La France a été épinglée mercredi par le Conseil de l'Europe pour n'avoir toujours pas interdit clairement toutes les formes de châtiments corporels sur les enfants, comme la fessée, contrairement à une majorité de ses voisins.

Le droit français «ne prévoit pas d'interdiction suffisamment claire, contraignante et précise», a tranché le Comité européen des droits sociaux (CEDS) de l'organisation paneuropéenne, distincte de l'Union européenne, dans une décision publiée mercredi et rendue à la demande d'une ONG britannique.

Si les violences graves sont interdites, une «incertitude subsiste quant à l'existence d'un ''droit de correction'' reconnu par la justice» française, ajoute-t-il dans sa décision, partiellement ébruitée dans la presse avant sa publication.

Ce flou dans le droit français constitue une «violation» de la Charte sociale européenne, aux yeux des experts du CEDS, gardiens attitrés de ce traité contraignant pour les États membres du Conseil de l'Europe l'ayant ratifié.

Par trois fois, ce même comité avait déjà constaté que le droit français violait la Charte depuis 2003. La décision de mercredi est toutefois la première découlant de la réclamation d'une ONG.

Pas de loi en vue 

Pour la secrétaire d'État française à la Famille, Laurence Rossignol, la France doit avoir «une réflexion collective» sur «l'utilité des punitions corporelles dans l'éducation des enfants». Mais «ça ne passera pas par la loi», a-t-elle dit dès lundi à l'AFP, pour ne pas «couper le pays en deux camps, ceux qui sont pour la fessée et ceux qui sont contre».

«Personne ici en France n'est pour le châtiment corporel», a réagi de son côté mercredi le porte-parole du gouvernement, Stéphane Le Foll, estimant qu'il n'y avait «pas là matière à avoir un débat» malgré le constat de violation notifié par le Conseil de l'Europe.

Au cours de la procédure qui a abouti à la décision du CEDS, le gouvernement français avait soutenu que sa législation protégeait suffisamment les enfants «contre l'usage de toute violence» et que le «droit de correction» des parents ou des enseignants tendait à disparaître de la jurisprudence.

Mais les experts du Conseil de l'Europe ont clairement tranché en faveur des arguments d'Approach, une ONG pour la protection des enfants basée à Londres, qui milite pour une interdiction sans exception des châtiments corporels.

L'association a mis en avant des décisions récentes de la justice française, qui ont réaffirmé au contraire, selon elle, le «droit de correction» controversé, notamment dans un cas en faveur d'une assistante maternelle.

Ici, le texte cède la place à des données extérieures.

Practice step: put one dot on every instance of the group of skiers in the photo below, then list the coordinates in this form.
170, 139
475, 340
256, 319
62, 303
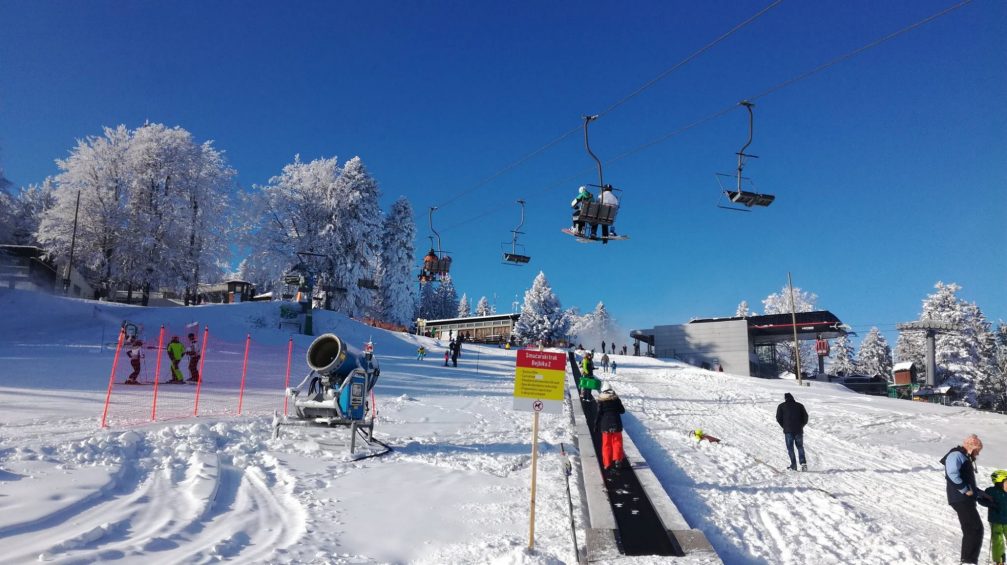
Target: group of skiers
579, 205
175, 350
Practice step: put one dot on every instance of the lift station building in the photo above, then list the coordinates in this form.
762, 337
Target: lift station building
740, 345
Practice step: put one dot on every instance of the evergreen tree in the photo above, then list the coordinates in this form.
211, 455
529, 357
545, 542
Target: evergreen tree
396, 302
446, 298
542, 317
843, 358
779, 303
464, 309
483, 308
875, 356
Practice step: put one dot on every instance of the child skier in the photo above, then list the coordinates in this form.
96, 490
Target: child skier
997, 515
175, 352
608, 421
135, 354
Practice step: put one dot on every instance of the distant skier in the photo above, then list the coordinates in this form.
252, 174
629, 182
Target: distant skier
998, 515
792, 416
193, 354
135, 354
963, 495
608, 421
175, 352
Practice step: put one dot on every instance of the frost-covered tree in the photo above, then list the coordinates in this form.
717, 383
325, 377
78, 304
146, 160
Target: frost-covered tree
742, 311
594, 327
464, 308
26, 207
779, 303
875, 355
483, 308
542, 317
395, 301
843, 358
961, 357
446, 298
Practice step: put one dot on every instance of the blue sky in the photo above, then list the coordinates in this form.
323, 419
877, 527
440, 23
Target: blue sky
888, 168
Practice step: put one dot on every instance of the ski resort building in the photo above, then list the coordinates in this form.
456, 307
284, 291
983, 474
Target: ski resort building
494, 328
741, 345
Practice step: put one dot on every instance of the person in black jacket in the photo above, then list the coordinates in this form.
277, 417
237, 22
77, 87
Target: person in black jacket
792, 416
960, 480
608, 421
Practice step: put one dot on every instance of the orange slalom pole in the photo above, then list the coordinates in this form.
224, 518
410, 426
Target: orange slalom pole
245, 367
202, 360
286, 381
112, 378
157, 374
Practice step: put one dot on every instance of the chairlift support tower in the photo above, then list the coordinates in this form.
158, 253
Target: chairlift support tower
931, 328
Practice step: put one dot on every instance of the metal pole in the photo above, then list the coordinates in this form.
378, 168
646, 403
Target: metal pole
794, 322
73, 244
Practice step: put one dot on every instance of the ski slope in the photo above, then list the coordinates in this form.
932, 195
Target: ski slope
455, 487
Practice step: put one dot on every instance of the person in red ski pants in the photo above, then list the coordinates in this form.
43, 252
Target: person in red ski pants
608, 421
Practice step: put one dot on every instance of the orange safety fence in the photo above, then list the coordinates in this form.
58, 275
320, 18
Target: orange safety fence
227, 378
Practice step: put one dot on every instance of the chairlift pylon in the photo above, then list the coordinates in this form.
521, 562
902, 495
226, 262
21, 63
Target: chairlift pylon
747, 198
600, 212
436, 264
514, 257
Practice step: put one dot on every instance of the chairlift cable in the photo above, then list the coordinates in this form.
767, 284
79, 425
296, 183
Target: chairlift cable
664, 75
724, 111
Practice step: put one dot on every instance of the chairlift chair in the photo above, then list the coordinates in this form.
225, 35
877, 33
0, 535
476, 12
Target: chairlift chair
738, 195
594, 213
514, 257
436, 264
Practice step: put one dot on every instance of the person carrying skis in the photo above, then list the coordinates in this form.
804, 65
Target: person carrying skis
193, 354
963, 495
608, 421
997, 515
175, 352
135, 354
792, 416
579, 205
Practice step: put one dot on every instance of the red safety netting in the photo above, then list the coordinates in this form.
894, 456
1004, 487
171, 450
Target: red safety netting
211, 377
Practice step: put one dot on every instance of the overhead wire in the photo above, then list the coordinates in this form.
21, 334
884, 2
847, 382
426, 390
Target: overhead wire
611, 107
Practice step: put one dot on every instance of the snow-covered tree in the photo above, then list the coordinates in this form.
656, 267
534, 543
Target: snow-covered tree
843, 358
26, 207
779, 303
542, 317
742, 311
962, 361
593, 327
395, 301
446, 298
464, 308
875, 355
483, 308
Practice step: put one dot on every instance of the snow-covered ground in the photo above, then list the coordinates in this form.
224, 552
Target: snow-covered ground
455, 487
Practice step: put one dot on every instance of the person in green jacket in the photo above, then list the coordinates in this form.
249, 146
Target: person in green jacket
175, 354
998, 515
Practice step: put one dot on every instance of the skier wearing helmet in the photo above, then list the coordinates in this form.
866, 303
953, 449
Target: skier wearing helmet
963, 495
997, 515
579, 205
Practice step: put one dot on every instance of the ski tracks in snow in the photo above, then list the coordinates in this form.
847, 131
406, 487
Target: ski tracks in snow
173, 498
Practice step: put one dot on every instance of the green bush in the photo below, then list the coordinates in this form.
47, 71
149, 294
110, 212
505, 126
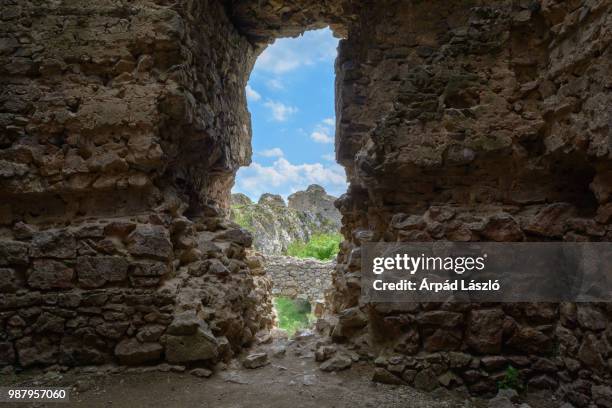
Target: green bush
320, 246
511, 380
292, 314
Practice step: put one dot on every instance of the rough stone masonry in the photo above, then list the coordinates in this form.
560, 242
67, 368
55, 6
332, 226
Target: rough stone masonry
124, 122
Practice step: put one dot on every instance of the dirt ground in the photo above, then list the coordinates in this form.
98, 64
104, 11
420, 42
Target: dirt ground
291, 380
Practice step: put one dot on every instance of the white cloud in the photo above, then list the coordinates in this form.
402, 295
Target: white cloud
275, 84
284, 177
329, 121
280, 111
324, 131
252, 94
274, 152
321, 137
286, 54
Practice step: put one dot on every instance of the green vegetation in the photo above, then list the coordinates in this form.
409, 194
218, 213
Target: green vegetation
293, 314
320, 246
511, 380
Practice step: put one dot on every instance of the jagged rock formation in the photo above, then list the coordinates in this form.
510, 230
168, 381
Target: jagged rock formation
458, 120
300, 278
315, 200
275, 225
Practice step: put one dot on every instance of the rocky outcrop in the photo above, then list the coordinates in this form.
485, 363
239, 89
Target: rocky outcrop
275, 225
123, 124
315, 200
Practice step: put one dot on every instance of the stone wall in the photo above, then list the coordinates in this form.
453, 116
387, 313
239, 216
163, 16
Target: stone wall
469, 121
457, 120
119, 119
299, 278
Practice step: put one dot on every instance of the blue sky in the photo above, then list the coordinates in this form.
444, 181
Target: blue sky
290, 96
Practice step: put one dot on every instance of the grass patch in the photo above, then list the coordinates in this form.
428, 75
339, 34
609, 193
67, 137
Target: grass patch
293, 314
320, 246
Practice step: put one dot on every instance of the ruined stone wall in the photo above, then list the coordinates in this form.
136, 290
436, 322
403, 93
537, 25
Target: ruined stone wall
458, 120
299, 278
117, 119
469, 121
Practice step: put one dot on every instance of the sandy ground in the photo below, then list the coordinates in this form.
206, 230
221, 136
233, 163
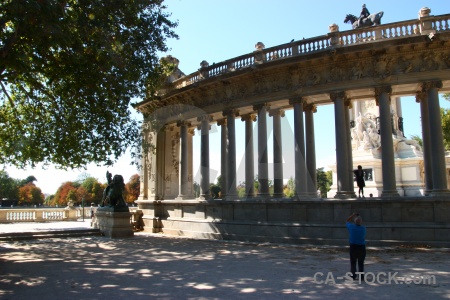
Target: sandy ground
152, 266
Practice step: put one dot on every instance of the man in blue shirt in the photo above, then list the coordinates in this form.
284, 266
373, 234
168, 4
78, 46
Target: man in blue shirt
357, 241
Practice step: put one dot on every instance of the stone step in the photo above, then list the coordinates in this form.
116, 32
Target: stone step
16, 236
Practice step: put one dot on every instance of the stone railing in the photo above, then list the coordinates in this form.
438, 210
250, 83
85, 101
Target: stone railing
16, 215
423, 26
38, 214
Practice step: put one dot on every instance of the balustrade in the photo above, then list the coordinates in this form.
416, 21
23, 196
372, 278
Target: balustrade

À la différence des arrêts de la Cour européenne des droits de l'homme qui peuvent prévoir une indemnisation des victimes, la procédure devant le CEDS ne prévoit pas de sanction financière en cas de violation constatée, mais la France est tenue de se conformer à ses décisions.

Le Comité des ministres, instance de décision du Conseil de l'Europe, doit maintenant adresser d'éventuelles recommandations à Paris.

Ce nouveau coup de semonce apporte de l'eau au moulin des détracteurs de la fessée en France, qui nient toute valeur éducative à une pratique relevant, selon eux, du passé.

«Il est temps que la France respecte ses engagements internationaux», a jugé mercredi Unicef France.

Une proposition de loi d'interdiction avait été déposée en 2010, mais n'avait pas eu de suite.

En 2013, le sujet avait fait l'objet d'un vif débat lorsqu'un père de famille avait écopé d'une amende de 500 euros pour une fessée à son fils de 9 ans: certains avaient alors applaudi, tandis que d'autres avaient dénoncé une sanction disproportionnée.

Puis en mai 2014, un amendement anti-fessée avait été proposé par les députés écologistes à l'occasion du débat parlementaire sur la loi sur la famille, avant d'être retiré.

D'autres pays visés 

Dans le sillage de la Suède, pionnière en la matière, 27 des 47 pays du Conseil de l'Europe ont adopté à ce jour une législation interdisant les châtiments aux enfants en toutes circonstances, sans marge d'appréciation pour les juges.

L'ONG Approach vise d'autres pays que la France et a déposé des réclamations contre la Belgique, la République tchèque, la Slovénie, l'Italie et l'Irlande. Des décisions sont attendues fin mai au Conseil de l'Europe.

En se prononçant il y a moins d'un mois en faveur de la fessée dans le cadre familial, le pape François s'était attiré de vives critiques en Europe, notamment de la part de la ministre allemande de la Famille et d'associations britanniques.